What UK Huawei MatePad Pro Max buyers should watch
For UK readers, the Huawei MatePad Pro Max launches at around £999.99 in nearby markets (UAE), with European pricing yet to be formally announced as of the 7 May event. That positions it squarely against the iPad Pro M5 (£1,299 from Apple UK) and undercuts the Samsung Galaxy Tab S11 Ultra by roughly £200. Three things UK buyers need to verify before placing an order. First, the EU battery declaration: the European MatePad Pro Max ships with a 9,760mAh cell rather than the global 10,400mAh, because of EU regulations on watt-hour limits. Second, the keyboard and pen are sold separately, and at the typical Huawei accessory markup that adds £250-£300 to the line. Third, the long-term software story: HarmonyOS NEXT – the post-Android variant – is rolling out gradually, and current MatePad Pro Max buyers should expect to be migrated within 18-24 months.
The wider read: the Huawei MatePad Pro Max is the most ambitious tablet hardware launch of 2026, and it makes the iPad Pro M5 look thicker, heavier and less ambitious than it should at the price. Whether that matters to you depends entirely on whether you are willing to live without Google services. For UK readers cross-shopping a laptop-replacement tablet, the cheaper Galaxy Book6 vs MacBook Air comparison may be a better starting point, and our broader take on the 2026 tablet category sits in the Huawei Pura X Max foldable analysis. The MatePad Pro Max is the Huawei flagship tablet that makes the case for HarmonyOS as a real third platform; whether the world agrees is the conversation for the rest of 2026.

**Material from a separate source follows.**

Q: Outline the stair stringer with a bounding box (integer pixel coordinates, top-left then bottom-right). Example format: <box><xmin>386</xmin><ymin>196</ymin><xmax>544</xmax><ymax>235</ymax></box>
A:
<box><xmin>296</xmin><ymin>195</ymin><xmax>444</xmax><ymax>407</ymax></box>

The final thing worth saying about the Huawei MatePad Pro Max is that it is the clearest sign yet that the 13-inch tablet is no longer an iPad-only conversation. Lenovo, Xiaomi and OnePlus all have 13-inch slates in the 2026 pipeline; Microsoft Surface 2026 is rumoured to add a 13-inch OLED variant later in the year. The Huawei MatePad Pro Max is the benchmark every one of those will be measured against – particularly on weight and thickness, where Huawei has set a number that will be difficult to beat without a custom-engineered OLED stack.
MTW verdict
The Huawei MatePad Pro Max is the most impressive piece of tablet hardware shipping in 2026: 4.7mm, 499g, a 144Hz PaperMatte OLED, and a 10,400mAh battery that charges at 66W. The only reason to skip it is HarmonyOS and the missing Google services; if you can live without them, this is the best 13-inch tablet on sale, and it makes the iPad Pro M5 look pedestrian. UK buyers should wait for the official European pricing before committing.